The Plot. McConaughey gives his best performance in years as Mick, a slick and charismatic lawyer with some unorthodox ways of earning a living. He almost keeps his shirt on the entire length of the film...almost. The film has a great tone and style to it, and is the perfect mix of funny and compelling. It's a clever plot that I won't get into here less I give away the many twists and developments, but I will say that McConaughey ends up defending a client whom at the same time he is trying to bring down.
Legal Ease. Everything makes sense, and there are plenty of cliches, but McConaughey's laid back approach gives us a character at the film's center that we really pull for. Ryan Phillippe plays his dangerous client, while William H. Macy plays an investigator hired to look deeper into some of the cases Mick is working on. It's only Marisa Tomei's character and sub-plot (she is Mick's ex-wife but also his competing attorney) that seems thin and forced, marring up an otherwise tight script.
This Paragraph Brought to you by Examiner.com. Product placement aside, this is the type of film that I don't think will let anyone down who goes to see it. The middle of the film seems to lag and gets a bit convoluted, but if you stick with it until the end you will be satisfied. It also seems to go on past the expected ending point, but it is smart throughout. A good supporting cast helps flesh out some of the minor characters, including a very good yet breif scene or two from Michael Pena.

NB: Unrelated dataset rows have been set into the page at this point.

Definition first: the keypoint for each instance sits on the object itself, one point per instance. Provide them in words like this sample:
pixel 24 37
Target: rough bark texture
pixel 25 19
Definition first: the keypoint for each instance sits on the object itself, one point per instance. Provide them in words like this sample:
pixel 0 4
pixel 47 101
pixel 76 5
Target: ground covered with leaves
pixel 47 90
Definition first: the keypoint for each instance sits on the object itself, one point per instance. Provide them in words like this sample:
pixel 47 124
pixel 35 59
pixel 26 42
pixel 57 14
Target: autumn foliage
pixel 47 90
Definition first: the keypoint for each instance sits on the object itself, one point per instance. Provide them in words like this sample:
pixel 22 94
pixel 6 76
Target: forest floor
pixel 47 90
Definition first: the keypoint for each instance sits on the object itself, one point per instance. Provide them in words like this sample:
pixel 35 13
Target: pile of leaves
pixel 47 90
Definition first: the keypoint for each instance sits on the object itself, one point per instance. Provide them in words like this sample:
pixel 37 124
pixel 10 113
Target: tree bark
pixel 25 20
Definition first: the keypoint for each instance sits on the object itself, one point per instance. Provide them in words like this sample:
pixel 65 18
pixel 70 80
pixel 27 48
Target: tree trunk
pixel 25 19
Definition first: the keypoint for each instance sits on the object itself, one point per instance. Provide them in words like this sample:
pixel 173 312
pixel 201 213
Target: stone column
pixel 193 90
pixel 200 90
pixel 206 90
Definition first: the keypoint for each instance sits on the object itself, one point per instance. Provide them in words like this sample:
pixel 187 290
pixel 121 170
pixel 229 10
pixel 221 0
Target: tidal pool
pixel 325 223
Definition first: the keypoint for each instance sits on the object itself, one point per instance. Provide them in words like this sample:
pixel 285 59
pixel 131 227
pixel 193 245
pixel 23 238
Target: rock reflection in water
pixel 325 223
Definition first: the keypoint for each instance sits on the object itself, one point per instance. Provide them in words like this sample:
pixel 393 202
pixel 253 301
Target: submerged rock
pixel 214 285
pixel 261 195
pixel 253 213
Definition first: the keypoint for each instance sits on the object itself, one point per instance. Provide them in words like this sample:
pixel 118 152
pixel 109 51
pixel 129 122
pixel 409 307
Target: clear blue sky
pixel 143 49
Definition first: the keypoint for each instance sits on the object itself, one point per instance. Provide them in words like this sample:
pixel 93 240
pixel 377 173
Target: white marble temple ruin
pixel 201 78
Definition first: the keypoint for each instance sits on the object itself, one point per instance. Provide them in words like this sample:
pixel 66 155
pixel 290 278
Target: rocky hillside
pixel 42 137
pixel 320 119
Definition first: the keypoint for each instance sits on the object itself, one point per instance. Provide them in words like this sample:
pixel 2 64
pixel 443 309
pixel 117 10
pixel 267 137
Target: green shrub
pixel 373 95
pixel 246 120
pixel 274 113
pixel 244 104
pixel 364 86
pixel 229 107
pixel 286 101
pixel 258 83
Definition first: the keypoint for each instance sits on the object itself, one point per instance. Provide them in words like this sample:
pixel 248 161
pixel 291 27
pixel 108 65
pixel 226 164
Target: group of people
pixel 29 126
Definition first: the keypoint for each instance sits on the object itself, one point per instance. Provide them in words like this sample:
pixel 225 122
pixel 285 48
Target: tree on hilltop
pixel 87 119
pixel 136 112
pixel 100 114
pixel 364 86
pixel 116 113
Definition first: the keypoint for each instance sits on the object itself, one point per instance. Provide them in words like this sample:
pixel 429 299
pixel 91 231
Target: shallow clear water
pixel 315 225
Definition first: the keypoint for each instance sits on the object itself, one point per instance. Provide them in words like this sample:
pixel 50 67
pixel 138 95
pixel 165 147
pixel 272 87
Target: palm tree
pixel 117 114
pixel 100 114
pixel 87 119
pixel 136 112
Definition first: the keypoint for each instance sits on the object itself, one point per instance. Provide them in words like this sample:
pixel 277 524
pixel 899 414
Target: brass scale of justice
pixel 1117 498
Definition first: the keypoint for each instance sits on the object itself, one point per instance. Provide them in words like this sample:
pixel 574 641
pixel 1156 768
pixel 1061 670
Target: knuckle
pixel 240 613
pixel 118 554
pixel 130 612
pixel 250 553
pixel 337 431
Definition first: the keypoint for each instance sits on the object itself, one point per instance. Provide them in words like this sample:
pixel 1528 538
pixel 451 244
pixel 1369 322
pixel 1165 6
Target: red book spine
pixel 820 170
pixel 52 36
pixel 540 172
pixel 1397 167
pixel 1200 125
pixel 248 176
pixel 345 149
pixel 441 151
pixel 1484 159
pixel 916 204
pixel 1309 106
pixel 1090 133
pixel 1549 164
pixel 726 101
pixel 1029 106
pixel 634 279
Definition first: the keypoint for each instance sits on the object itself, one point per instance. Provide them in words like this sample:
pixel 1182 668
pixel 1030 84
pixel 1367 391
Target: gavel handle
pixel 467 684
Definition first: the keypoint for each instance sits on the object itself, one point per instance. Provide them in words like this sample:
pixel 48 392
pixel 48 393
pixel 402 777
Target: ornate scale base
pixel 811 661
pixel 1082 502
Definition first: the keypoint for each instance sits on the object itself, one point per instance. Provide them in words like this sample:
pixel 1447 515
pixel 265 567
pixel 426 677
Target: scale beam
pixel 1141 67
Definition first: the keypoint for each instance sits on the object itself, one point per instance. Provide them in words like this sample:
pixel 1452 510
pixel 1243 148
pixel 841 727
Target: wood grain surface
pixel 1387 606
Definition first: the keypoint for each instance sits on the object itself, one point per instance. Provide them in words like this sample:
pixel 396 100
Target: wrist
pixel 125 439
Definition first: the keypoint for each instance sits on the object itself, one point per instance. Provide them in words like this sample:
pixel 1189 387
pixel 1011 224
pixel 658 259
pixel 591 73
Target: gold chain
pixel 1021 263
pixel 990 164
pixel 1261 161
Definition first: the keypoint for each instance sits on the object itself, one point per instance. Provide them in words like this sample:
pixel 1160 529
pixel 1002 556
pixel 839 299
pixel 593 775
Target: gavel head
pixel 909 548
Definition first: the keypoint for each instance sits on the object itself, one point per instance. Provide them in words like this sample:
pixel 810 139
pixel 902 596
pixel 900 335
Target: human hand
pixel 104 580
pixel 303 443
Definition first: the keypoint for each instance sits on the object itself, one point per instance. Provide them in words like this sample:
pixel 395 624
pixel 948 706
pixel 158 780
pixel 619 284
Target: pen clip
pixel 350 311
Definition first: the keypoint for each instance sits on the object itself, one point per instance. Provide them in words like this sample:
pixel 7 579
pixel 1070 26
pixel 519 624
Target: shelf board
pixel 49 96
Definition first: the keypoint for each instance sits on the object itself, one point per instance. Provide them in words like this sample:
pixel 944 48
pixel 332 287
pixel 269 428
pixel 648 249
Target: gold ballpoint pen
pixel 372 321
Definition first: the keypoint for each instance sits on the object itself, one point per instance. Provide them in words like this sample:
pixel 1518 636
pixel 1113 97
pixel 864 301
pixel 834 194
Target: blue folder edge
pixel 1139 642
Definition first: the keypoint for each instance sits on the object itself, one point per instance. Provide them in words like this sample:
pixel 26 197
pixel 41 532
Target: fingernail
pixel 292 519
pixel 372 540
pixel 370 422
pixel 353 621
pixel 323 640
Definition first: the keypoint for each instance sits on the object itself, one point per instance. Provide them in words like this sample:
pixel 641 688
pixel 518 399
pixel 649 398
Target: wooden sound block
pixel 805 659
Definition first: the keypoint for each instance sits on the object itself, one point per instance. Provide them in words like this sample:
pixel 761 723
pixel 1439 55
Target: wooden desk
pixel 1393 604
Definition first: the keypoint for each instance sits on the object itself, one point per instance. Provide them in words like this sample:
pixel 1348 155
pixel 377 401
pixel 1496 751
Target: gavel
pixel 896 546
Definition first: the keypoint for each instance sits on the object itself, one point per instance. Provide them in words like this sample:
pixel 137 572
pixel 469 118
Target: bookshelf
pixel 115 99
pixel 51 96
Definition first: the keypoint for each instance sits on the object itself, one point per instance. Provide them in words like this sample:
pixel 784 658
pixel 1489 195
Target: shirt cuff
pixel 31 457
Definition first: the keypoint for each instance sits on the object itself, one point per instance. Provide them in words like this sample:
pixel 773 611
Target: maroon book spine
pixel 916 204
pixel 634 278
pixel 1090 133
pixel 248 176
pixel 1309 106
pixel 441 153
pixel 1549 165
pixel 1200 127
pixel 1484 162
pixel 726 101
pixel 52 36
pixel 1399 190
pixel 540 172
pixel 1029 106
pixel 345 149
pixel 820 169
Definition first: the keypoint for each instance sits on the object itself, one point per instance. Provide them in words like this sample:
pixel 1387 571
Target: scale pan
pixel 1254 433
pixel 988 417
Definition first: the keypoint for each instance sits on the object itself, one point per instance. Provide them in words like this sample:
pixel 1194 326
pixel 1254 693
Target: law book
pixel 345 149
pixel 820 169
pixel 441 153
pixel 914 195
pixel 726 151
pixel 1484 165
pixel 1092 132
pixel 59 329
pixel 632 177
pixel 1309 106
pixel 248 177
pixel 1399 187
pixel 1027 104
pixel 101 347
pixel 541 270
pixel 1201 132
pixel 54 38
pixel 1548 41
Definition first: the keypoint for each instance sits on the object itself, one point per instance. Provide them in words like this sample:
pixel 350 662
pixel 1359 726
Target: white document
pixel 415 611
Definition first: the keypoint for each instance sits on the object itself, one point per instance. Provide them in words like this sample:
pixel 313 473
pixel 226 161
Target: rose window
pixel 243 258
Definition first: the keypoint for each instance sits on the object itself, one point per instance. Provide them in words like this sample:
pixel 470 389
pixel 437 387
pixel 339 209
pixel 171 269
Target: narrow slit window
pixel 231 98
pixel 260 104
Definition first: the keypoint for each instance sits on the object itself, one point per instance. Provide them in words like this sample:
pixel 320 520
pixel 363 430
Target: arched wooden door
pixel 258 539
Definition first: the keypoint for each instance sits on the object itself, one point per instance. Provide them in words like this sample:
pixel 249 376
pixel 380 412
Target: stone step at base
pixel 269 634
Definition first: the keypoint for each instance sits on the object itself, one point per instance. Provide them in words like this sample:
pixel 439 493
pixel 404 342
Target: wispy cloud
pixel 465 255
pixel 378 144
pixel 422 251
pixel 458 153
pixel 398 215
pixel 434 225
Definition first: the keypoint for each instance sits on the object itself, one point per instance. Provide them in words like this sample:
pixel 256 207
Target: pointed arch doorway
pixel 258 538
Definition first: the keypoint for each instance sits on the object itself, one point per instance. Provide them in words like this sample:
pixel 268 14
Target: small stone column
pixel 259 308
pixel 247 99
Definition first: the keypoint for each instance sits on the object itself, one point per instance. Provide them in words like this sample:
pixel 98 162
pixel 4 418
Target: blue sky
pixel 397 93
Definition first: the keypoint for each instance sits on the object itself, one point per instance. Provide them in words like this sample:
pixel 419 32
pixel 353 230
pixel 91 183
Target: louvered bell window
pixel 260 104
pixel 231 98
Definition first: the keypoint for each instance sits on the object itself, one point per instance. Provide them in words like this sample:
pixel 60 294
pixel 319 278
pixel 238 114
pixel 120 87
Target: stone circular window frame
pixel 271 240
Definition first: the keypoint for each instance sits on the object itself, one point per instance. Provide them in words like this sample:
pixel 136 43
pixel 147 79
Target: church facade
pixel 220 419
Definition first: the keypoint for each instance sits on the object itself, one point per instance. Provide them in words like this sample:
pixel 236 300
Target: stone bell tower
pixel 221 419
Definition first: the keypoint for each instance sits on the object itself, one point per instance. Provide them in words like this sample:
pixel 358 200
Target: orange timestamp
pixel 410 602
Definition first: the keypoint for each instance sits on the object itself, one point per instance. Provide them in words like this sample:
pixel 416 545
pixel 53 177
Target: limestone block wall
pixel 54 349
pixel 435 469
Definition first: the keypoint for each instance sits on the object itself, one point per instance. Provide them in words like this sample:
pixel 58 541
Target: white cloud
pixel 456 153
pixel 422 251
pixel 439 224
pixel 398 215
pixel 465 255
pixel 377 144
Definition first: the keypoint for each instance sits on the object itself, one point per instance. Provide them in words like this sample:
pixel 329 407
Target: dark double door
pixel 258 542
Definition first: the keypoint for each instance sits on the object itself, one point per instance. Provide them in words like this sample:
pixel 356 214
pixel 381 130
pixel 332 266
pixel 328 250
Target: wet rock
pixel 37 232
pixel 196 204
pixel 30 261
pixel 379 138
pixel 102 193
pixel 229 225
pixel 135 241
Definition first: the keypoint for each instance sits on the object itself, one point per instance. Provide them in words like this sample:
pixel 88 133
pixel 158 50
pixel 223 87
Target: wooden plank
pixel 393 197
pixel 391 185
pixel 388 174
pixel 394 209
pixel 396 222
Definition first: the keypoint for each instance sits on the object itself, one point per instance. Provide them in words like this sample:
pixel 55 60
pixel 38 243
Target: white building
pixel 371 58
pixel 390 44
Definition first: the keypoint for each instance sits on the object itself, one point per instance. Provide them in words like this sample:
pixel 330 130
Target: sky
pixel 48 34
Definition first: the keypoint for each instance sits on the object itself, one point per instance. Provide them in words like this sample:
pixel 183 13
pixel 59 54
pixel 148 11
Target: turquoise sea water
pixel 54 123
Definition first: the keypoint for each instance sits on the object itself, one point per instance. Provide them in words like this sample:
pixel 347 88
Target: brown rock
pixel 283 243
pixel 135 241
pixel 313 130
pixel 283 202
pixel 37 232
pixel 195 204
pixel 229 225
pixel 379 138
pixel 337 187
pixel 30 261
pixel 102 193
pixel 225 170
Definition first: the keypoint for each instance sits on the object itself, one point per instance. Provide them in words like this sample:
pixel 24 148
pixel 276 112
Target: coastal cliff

Bottom Line. I had a strange urge to buy a Lincoln Continental after the movie ended, but other than that I was impressed. The Lincoln Lawyer is a very good film, with just one too many flaws to be considered a great film. McConaughey though? One of the better performances actually, in this very young year of 2011...probably a few ticks shy (as well as several months too early) to get any kind of award recognition.